Evidemment, on investit rarement dans un fonds pour ne le garder qu’une année en portefeuille. Le plus intéressant est de voir ce qui se passe sur le long terme.

Des rendements rongés par les frais

Prenons l’hypothèse d’un investissement de 10.000 euros qui est réalisé en une fois pour 10 ans. “Gardons l’hypothèse d’un rendement annuel de 5%, avec des coûts moyens des fonds publics belges, soit des frais d’entrée de 2,1% et des frais de gestion et autres de 1,4% par an, poursuit Benjamin Leroy. Ces 10.000 euros de départ vont devenir 13.850 euros, cet inves­tissement va donc générer une plus-­value nette de 3.850 euros. L’impact cumulé des frais sur les 10 ans représente 2.439 euros. Dans cet exemple, l’investisseur va capter pour lui 61 % de la plus-value globale qui est générée, alors que 39 % vont partir en coûts divers.” Et le rendement annuel du fonds, qui était de 5%, tombe à 3,3% en tenant compte des frais. “Cette différence entre rendement brut (hors frais) et rendement net (avec les frais), ici de 1,7 %, porte un nom. C’est ce qu’on appelle l’incidence des coûts annuels et c’est un élément que vous allez retrouver systématiquement dans les KID.” Le KID (Key Information Document) est la fiche d’information standardisée qui doit être remise à l’épargnant quand il investit dans un tel produit.
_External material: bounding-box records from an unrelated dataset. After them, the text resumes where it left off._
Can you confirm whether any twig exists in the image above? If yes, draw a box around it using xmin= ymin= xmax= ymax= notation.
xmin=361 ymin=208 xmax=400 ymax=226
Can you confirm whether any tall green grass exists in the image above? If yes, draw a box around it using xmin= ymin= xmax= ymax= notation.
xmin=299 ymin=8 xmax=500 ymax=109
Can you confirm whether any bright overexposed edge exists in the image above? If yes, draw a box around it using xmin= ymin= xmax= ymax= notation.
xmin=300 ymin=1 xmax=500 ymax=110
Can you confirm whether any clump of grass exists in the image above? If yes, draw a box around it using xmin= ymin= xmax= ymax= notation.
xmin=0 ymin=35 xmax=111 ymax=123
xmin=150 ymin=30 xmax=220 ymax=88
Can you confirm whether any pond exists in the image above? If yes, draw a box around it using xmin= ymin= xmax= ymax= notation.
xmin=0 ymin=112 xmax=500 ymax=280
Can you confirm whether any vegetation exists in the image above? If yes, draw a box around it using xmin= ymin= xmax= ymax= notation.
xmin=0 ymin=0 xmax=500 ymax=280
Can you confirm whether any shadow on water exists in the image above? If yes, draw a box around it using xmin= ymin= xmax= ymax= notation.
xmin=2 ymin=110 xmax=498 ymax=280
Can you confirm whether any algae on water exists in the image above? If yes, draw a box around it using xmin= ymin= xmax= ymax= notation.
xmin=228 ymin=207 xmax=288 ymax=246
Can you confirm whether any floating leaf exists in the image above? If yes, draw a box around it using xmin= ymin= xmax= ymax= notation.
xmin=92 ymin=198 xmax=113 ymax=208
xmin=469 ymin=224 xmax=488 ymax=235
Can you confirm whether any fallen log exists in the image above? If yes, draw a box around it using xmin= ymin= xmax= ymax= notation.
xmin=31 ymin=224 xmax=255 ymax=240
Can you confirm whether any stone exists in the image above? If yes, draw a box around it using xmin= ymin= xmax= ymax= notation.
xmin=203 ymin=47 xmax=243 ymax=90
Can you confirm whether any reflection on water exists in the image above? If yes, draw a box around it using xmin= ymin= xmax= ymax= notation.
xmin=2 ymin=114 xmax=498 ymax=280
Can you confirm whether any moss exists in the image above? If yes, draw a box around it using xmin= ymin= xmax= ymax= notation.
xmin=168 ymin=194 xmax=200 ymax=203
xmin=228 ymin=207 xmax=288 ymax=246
“Ce qu’il faut retenir ici, c’est que le niveau des frais a une incidence considérable sur le rendement final et il est indispensable de comparer ces frais avant d’investir”, note encore Benjamin Leroy.
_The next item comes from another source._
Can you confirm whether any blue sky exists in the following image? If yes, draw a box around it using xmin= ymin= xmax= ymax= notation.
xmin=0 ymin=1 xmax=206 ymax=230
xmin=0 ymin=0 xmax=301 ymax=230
La FSMA a réalisé un tableau en prenant en compte divers scénarios. Un épargnant qui investirait 10.000 euros dans un fonds réalisant un rendement annuel de 5% a, après 10 ans, une plus-value nette de 6.289 euros s’il ne paie pas de frais. Cette plus-value tombe cependant à 2.975 euros s’il a investi dans un fonds dont les frais se trouvent dans la moyenne haute. “Au final, sur 10 ans, l’épargnant aura payé un peu plus de 3.300 euros de frais”, souligne Benjamin Leroy. Les gestionnaires dans ce scénario captent davantage de la plus-value que l’épargnant. “A l’inverse, poursuit l’économiste de la FSMA, si l’investisseur se tourne vers un fonds qui est dans la moyenne basse des frais, ses 10.000 euros vont se transformer en 15.215 euros et il aura payé des frais d’un peu plus de 1.000 euros. En choisissant le fonds le moins cher, il aura 2.000 euros en plus que s’il avait choisi le fonds plus cher.”
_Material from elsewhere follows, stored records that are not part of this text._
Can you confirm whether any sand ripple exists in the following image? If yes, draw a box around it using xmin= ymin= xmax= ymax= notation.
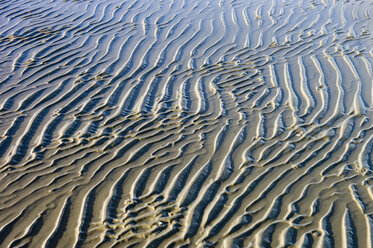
xmin=0 ymin=0 xmax=373 ymax=247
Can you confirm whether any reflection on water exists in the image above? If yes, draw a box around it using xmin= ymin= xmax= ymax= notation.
xmin=0 ymin=0 xmax=373 ymax=247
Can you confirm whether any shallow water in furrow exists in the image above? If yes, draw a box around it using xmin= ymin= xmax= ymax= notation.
xmin=0 ymin=0 xmax=373 ymax=247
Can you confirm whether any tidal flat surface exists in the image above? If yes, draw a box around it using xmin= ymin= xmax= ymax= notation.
xmin=0 ymin=0 xmax=373 ymax=248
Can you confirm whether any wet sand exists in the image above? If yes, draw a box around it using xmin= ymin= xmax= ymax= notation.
xmin=0 ymin=0 xmax=373 ymax=247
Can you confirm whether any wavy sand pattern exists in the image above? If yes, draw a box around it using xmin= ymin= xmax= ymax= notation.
xmin=0 ymin=0 xmax=373 ymax=247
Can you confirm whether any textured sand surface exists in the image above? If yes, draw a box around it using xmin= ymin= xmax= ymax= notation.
xmin=0 ymin=0 xmax=373 ymax=248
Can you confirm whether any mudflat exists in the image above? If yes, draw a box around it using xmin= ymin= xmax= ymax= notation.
xmin=0 ymin=0 xmax=373 ymax=248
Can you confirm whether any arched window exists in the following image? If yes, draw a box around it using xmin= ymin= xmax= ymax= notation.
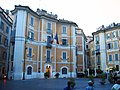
xmin=27 ymin=66 xmax=32 ymax=75
xmin=62 ymin=68 xmax=67 ymax=74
Les fonds structurés sont les plus chers

Voilà pour la théorie. Mais en pratique, quels sont les frais demandés à l’épargnant belge ? Parlons d’abord des frais d’entrée. Pour les fonds d’actions, en moyenne, ces frais sont de 2,1 %. C’est une moyenne : dans le groupe des fonds les plus chers, le ticket d’entrée est de 3%, alors que dans le groupe des fonds les moins chers, il n’est que de 1%. “Il y a un rapport de 1 à 3 entre la moyenne basse et la moyenne haute, ce qui est assez important”, note Benjamin Leroy.

Les frais d’entrée diffèrent aussi selon le type de fonds dans lesquels on désire investir. Les fonds les plus chers sont les fonds structurés, avec un ticket d’entrée moyen de 3,3%, avec les moins chers à 2,5% et les plus chers à 3,5%. Les frais d’entrée pour les fonds d’épargne pension vont de 0 à 3%, ceux des fonds obligataires de 0,5% à 3%, ceux des fonds mixtes de 0 à 3,5%.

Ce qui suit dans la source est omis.